Dunque, il tanto sospirato viaggio verso libertà, ma anche l’incognito. «Arrivare sulla sponda opposta all’Africa era comunque un passo avanti rispetto a giorni e giorni di sofferenza; avevo il denaro giusto per staccare il biglietto per l’Italia, una volta lì ne avrei parlato con connazionali e amici: restare o partire par altri Paesi; settantacinque persone su una imbarcazione: non sapevamo quanto sarebbe durato il viaggio, non era scontato che tutto andasse in fretta e bene; non sai mai quale sia il carattere del mare: partimmo con il batticuore, le onde facevano paura, ma per fortuna fu sufficiente un giorno di mare, ci venne incontro una nave militare italiana».STORIE Articolo - 2…QUI STO BENE, MI SENTO A CASA 

Ricorda come se fosse ieri. «L’equipaggio fece salire tutti noi a bordo: era l’ottobre del 2015, arrivammo direttamente al porto di Taranto, fui ospitato in una struttura del quartiere Salinella per un mese, poi passai a “Cavallotti”: parlavo inglese e mandinka, lingua che si parla in Gambia, ma anche in Guinea-Bissau e Senegal, mentre perfezionavo il mio italiano; fu così che da “Costruiamo Insieme” mi chiesero se mi avesse fatto piacere impegnarmi per i ragazzi in arrivo dall’Africa; sarà stato il carattere, il mio essere gioviale, anche nei momenti più critici, ad aver convinto chi mi ha offerto un’occasione che non mi sono lasciato sfuggire».

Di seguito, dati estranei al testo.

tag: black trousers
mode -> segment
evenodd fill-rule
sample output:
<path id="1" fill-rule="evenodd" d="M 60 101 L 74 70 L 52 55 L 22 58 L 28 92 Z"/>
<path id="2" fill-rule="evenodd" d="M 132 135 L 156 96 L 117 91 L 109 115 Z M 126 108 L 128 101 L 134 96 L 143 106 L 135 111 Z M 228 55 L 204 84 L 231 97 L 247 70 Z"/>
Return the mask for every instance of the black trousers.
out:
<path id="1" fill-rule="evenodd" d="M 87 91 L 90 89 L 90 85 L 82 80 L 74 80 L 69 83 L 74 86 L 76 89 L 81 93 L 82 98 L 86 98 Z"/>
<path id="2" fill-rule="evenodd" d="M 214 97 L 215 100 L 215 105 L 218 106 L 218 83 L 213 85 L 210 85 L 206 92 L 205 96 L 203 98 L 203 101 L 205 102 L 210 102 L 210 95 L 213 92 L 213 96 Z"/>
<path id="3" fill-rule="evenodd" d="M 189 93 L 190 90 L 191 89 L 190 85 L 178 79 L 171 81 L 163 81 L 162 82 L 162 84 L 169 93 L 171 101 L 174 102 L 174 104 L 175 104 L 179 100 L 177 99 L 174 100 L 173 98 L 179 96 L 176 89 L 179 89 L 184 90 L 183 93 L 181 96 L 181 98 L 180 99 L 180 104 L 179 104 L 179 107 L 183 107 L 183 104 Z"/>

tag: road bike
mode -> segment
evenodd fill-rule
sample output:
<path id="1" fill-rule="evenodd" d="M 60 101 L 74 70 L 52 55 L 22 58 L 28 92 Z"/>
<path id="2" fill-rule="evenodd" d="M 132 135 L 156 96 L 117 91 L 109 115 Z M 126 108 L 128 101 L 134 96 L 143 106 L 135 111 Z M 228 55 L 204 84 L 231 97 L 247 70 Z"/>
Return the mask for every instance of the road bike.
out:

Infine un pensiero rivolto ai due fratelli rimasti in Gambia. «Loro due sono la mia famiglia, ormai: non ho più papà e mamma, scomparsi giovanissimi; la domanda che mi rivolgono più spesso è su come mi trovo in Italia e se un giorno potrei tornare a casa; sempre uguali le mie risposte: ho nostalgia di loro, del mio Paese, ma in Italia sto bene, un giorno forse tornerò, chi può dirlo». Indipendentemente da quello che sentiamo e leggiamo in questi mesi, l’Italia è un Paese ospitale. «Non ho mai subito gesti di insofferenza, non c’è tutta quell’intolleranza di cui si parla; poi ho trovato lavoro e, oggi, “Costruiamo Insieme” è la mia seconda famiglia».